Naomi’s voice carried through the wood, muffled but clear enough. Reality crashed back in. Shay stood up in one swift movement, finger-combing her hair and straightening her jacket, while I tucked in my shirt and tried desperately to look professional instead of thoroughly disheveled.

“Duty calls,” Shay said, reaching for the door handle.

“Tonight?” I asked her before she could leave. “Dinner?”

“Only if you’re cooking.” She glanced back over her shoulder, a small smile playing at her lips. “And Hayes?”

“Yes?”

“I like you better than most people, too.”

Then she was gone, slipping through the door and disappearing down the hallway with purposeful strides, leaving nothing but the ghost of her perfume in her wake.

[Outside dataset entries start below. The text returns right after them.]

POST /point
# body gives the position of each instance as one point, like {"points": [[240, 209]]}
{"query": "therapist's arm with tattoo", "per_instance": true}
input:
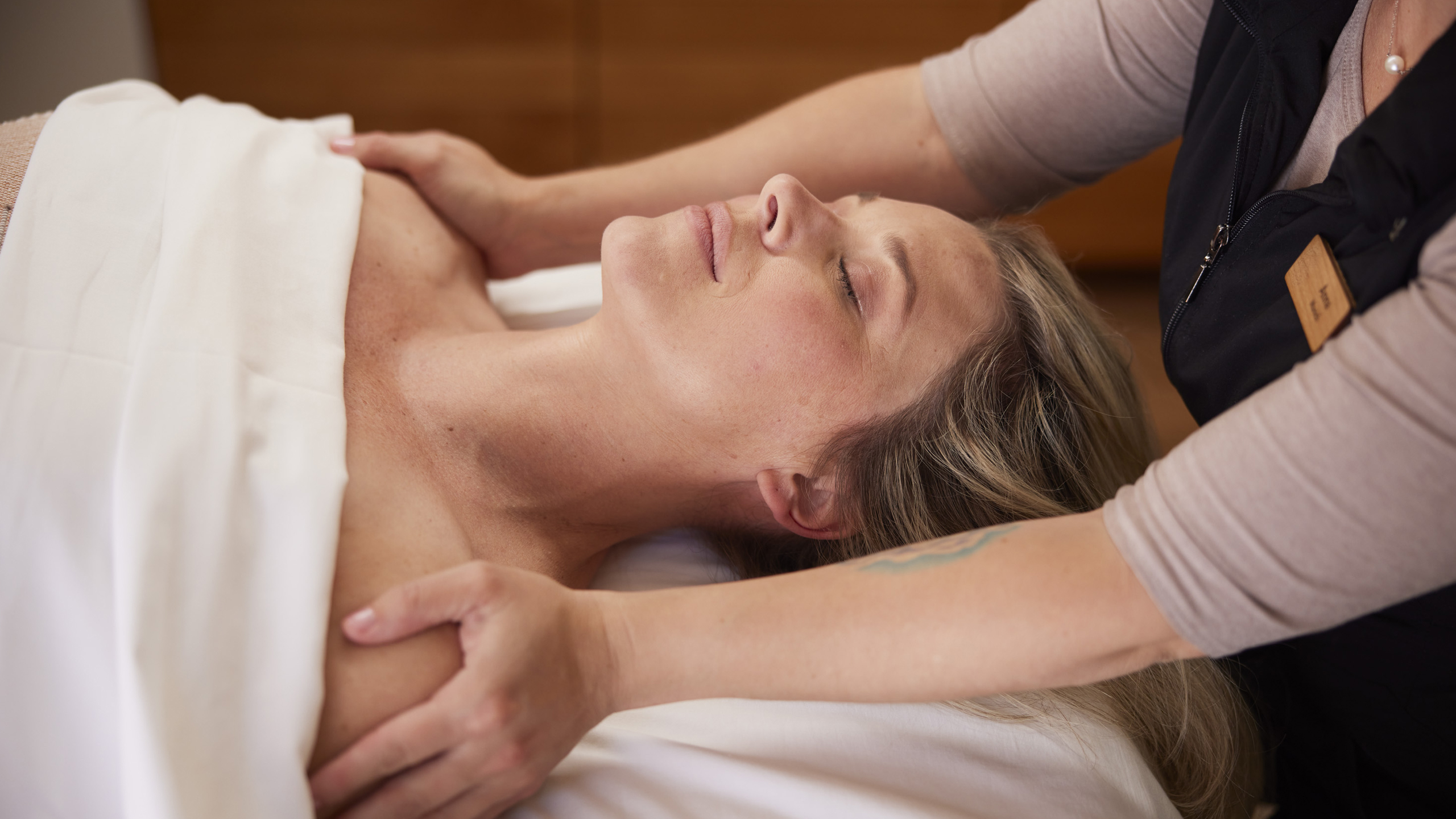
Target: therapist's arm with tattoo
{"points": [[1031, 605]]}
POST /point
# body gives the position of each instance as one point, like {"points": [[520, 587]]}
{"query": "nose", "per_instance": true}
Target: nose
{"points": [[788, 213]]}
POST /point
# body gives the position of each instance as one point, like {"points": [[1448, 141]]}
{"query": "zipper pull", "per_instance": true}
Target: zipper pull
{"points": [[1221, 239]]}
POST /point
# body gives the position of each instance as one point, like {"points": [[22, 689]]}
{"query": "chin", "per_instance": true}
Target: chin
{"points": [[647, 267]]}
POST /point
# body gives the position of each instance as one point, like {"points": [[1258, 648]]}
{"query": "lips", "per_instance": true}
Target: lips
{"points": [[713, 228], [702, 228]]}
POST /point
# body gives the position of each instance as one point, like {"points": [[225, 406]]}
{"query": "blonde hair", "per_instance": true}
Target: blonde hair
{"points": [[1040, 417]]}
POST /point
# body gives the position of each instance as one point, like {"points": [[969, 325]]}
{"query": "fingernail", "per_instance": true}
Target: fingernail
{"points": [[360, 621]]}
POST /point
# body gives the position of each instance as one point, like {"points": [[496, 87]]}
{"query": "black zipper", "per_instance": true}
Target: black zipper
{"points": [[1228, 229]]}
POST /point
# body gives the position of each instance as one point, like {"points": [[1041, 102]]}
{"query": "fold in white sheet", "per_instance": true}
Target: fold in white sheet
{"points": [[172, 293], [760, 760]]}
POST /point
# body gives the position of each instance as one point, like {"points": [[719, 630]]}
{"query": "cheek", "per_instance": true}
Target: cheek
{"points": [[787, 363]]}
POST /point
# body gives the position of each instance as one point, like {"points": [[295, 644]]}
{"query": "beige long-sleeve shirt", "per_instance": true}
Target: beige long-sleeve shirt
{"points": [[1330, 493]]}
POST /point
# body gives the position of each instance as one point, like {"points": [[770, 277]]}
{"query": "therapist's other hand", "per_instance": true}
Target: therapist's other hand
{"points": [[475, 193], [536, 657]]}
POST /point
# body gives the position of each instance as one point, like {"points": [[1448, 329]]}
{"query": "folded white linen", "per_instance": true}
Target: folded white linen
{"points": [[172, 293], [760, 760]]}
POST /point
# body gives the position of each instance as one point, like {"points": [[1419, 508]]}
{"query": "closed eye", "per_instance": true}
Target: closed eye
{"points": [[843, 279]]}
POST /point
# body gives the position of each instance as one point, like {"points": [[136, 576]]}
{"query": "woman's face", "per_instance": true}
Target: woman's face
{"points": [[768, 324]]}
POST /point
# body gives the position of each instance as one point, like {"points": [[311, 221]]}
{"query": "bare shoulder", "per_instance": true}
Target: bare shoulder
{"points": [[412, 271]]}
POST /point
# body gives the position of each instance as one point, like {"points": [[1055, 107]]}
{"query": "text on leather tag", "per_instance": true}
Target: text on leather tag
{"points": [[1321, 295]]}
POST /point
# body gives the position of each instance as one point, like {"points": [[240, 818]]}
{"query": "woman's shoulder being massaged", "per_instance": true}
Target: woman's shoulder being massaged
{"points": [[812, 381], [734, 341]]}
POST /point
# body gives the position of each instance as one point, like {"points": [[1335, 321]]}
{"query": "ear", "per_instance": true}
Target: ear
{"points": [[805, 506]]}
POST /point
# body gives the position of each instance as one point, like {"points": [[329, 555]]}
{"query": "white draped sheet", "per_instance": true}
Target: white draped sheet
{"points": [[172, 295]]}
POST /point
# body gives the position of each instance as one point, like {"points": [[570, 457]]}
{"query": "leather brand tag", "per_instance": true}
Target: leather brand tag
{"points": [[1321, 295]]}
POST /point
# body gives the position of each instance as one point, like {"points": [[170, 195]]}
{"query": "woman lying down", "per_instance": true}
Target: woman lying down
{"points": [[206, 325]]}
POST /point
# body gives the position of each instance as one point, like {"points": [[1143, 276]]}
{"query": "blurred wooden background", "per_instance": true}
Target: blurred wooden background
{"points": [[552, 85]]}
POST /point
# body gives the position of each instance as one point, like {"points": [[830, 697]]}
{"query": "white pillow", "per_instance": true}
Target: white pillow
{"points": [[555, 296]]}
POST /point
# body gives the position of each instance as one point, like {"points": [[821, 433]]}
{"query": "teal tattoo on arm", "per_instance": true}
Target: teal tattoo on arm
{"points": [[932, 553]]}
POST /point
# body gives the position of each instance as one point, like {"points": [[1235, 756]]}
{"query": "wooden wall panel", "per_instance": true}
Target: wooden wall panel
{"points": [[675, 72], [549, 85], [503, 73]]}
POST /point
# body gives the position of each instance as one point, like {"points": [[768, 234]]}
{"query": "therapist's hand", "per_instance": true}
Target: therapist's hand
{"points": [[536, 662], [465, 184]]}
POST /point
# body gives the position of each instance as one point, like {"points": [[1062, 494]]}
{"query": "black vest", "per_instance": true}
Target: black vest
{"points": [[1362, 719]]}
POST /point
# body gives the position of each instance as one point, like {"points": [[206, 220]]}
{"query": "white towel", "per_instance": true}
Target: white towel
{"points": [[172, 293]]}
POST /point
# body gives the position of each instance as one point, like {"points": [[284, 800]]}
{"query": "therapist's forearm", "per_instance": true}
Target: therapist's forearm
{"points": [[1036, 605], [868, 133]]}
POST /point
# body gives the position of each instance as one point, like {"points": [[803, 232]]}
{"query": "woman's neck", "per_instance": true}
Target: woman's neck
{"points": [[551, 449]]}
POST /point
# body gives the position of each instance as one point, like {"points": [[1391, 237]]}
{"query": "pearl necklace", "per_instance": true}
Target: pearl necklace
{"points": [[1394, 63]]}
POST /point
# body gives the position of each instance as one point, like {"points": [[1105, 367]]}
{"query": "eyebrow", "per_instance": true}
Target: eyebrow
{"points": [[900, 253]]}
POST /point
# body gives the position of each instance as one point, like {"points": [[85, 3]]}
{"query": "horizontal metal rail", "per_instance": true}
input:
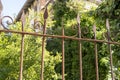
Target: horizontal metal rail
{"points": [[59, 36]]}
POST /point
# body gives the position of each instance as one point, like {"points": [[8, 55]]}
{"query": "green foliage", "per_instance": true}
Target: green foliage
{"points": [[10, 45]]}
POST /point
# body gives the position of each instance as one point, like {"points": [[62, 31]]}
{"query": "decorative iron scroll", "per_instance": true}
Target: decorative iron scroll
{"points": [[5, 20]]}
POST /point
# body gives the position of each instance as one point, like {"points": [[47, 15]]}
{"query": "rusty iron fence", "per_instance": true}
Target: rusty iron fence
{"points": [[63, 36]]}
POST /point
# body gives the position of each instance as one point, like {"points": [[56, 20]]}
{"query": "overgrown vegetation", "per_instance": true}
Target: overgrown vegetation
{"points": [[63, 13]]}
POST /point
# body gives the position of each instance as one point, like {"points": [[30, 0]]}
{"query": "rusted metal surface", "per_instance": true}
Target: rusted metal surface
{"points": [[80, 47], [63, 54], [22, 48], [43, 44], [59, 36], [109, 47], [63, 37], [96, 53]]}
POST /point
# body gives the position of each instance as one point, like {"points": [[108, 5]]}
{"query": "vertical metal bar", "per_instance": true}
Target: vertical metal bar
{"points": [[22, 49], [96, 54], [80, 47], [43, 45], [109, 47], [63, 54], [1, 8]]}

Naomi appeared in the doorway a second later, taking in my undoubtedly flushed face and my wrinkled clothes with knowing amusement. “You good, man?”

“Shut up.”

“I didn’t say anything.”

“You were thinking it.”

She grinned. “Yeah, I was.” She turned away, leaving the door open behind her. “Come on, Romeo. You’ve got a dead body waiting for you.”

* * *

As nice as dating Shay was, however, it didn’t quiet the gnawing hum beneath my skin.

I’d thought it would. Hoped, perhaps, in some naive corner of myself, that having her in my life would fill whatever void drove me to do the things I did. That connection—real, human connection—might cure me of the compulsion that had defined me for so long.

But the itch remained. Persistent. Waiting.

The harsh glare of the magnifying lamp created a small island of light around me. Before me lay a nineteenth-century copy of étude médico-légale sur l’empoisonnement, its spine cracked, pages foxed and brittle with age. I’d been working on it in stolen hours ever since I found it.

The familiar ritual should have soothed me—the precise application of wheat paste along a torn page, the careful realignment of the binding, the smell of old paper and leather.

It usually brought peace, a meditation of sorts.

But tonight, my hands moved mechanically while my mind churned elsewhere, circling the same thoughts.

It had been quite a while since I’d last heard from my friend. Months, actually.

It was as if they had vanished from the face of the earth, dissolved into whatever shadows they had spawned from. There were no new crime scenes bearing their signature, no new letter waiting for me at my doorstep.